L’inserimento dell’ambiente marino nell’ambiente della musica avverrà con due interventi “in pillole” a lato di due appuntamenti musicali volutamente intitolati Note di Mare, durante l’Exodus Stage “Gli echi di migrazione” presso la Pinacoteca San Domenico dove il prof Carlo Cerrano (Presidente di Fano Unimar odv) dialogherà con i ricercatori del Fano Marine Center.

Il 26 luglio presso la Pinacoteca San Domenico, alle 17,45 il tema dell’intervento sarà la crisi climatica e le migrazioni marine. Seguirà alle 18,30 lo straordinario a solo di Vince Abbracciante alla fisarmonica.

Il 27 luglio, alle 17,45, la crisi climatica sarà analizzata attraverso le connessioni tra mare e terra alla ricerca di scelte per il futuro. Seguirà, sempre sul palco di San Domenico, il sassofonista toscano Dario Cecchini, sax baritono.

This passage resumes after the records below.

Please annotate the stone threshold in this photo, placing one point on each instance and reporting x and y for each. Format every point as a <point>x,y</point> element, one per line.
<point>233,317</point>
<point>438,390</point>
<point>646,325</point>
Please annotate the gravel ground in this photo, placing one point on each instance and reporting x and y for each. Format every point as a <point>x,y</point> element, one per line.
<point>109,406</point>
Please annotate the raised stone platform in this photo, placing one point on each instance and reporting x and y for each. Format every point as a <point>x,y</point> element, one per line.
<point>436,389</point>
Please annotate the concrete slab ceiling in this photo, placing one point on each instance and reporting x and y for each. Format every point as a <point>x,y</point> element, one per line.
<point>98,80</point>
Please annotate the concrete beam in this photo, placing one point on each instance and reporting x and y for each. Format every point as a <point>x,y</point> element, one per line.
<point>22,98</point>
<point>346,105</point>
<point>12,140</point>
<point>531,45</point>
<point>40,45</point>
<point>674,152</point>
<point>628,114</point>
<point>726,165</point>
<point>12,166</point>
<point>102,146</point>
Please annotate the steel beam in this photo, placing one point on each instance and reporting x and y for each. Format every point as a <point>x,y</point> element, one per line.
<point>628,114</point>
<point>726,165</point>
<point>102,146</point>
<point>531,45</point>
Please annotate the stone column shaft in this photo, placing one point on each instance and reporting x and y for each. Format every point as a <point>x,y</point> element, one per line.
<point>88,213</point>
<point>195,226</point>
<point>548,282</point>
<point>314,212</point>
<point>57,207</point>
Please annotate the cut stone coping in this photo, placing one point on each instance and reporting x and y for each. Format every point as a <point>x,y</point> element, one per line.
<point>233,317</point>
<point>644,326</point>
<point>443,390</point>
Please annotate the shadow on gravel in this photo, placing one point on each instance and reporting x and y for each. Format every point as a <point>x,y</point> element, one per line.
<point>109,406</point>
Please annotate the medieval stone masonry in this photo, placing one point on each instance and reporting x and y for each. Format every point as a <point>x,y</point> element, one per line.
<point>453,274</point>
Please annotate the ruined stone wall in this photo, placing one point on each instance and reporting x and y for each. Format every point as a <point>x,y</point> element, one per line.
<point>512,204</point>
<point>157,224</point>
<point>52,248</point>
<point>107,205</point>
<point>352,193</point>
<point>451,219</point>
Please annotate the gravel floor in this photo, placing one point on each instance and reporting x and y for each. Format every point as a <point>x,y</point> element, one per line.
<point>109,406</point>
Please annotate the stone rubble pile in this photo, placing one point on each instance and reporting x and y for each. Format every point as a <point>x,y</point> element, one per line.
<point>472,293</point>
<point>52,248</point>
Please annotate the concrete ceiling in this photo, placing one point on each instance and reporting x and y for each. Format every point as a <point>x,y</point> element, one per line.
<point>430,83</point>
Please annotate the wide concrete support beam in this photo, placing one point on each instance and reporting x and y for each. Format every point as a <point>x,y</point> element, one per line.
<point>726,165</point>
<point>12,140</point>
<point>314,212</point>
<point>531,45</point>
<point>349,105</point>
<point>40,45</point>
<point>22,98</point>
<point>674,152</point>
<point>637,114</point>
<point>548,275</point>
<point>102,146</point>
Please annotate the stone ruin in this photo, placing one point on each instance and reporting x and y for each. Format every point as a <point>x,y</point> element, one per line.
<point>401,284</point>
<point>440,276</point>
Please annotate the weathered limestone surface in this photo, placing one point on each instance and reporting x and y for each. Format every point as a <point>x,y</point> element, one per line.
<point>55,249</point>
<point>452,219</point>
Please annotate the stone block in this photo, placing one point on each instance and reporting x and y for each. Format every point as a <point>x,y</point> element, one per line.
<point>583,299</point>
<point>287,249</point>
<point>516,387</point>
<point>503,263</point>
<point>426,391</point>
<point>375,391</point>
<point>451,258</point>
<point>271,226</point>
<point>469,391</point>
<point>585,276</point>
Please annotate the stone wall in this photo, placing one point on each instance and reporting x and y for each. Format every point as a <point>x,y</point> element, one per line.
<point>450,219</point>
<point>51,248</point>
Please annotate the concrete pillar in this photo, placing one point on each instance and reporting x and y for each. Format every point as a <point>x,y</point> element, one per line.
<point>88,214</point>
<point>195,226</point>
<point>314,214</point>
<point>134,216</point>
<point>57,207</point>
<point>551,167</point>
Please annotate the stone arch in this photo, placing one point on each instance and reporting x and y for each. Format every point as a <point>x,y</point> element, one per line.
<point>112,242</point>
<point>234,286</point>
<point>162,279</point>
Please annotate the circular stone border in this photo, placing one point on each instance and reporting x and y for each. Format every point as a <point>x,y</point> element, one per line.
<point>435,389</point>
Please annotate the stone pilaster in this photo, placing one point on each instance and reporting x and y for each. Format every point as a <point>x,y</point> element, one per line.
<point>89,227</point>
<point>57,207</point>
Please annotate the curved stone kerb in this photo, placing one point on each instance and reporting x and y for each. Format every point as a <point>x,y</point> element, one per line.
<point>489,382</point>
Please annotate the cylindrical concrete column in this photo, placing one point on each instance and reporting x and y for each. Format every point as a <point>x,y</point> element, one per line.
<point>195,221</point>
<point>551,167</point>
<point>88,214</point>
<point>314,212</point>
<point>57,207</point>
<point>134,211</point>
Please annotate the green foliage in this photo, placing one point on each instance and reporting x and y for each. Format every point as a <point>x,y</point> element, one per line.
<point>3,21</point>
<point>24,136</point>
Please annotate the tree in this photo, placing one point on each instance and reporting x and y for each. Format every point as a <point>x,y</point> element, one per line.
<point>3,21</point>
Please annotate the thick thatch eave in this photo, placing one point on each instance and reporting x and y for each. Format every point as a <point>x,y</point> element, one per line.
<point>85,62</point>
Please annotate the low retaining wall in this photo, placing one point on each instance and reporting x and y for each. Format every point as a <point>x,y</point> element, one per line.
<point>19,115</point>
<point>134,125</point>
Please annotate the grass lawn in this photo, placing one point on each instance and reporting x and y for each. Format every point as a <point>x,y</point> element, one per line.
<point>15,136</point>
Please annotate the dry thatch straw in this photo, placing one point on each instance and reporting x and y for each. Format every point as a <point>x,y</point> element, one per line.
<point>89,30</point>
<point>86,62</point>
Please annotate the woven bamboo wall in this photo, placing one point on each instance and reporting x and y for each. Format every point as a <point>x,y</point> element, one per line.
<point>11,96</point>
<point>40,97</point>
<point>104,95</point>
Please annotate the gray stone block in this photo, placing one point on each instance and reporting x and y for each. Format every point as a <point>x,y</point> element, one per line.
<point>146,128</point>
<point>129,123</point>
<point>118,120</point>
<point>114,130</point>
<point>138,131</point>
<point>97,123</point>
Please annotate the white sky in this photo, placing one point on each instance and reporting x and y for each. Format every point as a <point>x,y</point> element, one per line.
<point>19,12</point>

Il 28 luglio presso la Sala Malatestiana, dalle 17,00 alle 18,30 continuerà il dialogo tra i ricercatori del Fano Marine Center e L’Università del Mare mentre nel Green Village allestito come di consueto fuori della Corte, tavolini/gazebo ospiteranno le principali associazioni ambientaliste per incontri con il pubblico.

L’evento di sabato 29, il quarto giorno, non sarà inserito nel programma del Fano Jazz ma chiuderà il festival OceanAction 2023.  Presso il Fano Marine Center saranno ospitati i rappresentanti delle principali associazioni ambientaliste che operano sul territorio nazionale in ambito marino: WWF, Greenpeace, Marevivo, Legambiente, ProNatura, Sea Sheperd con lo scopo di illustrare al pubblico i loro principali progetti e mostrare, nella loro diversità, la convergenza d’intenti nella conservazione dell’ambiente marino.

 “Ritengo – ha detto Carlo Cerrano- che il festival Ocean Action sia una bella opportunità per avvicinare il pubblico al tema mare. Dobbiamo tutti essere parte di un movimento per il cambiamento perché non ci sarà transizione ecologica se non c’è una transizione culturale. La biodiversità si sta riducendo a un ritmo allarmante e senza precedenti, e le pressioni si stanno intensificando. Stiamo esaurendo le risorse più velocemente di quanto la natura possa ricostituirle.”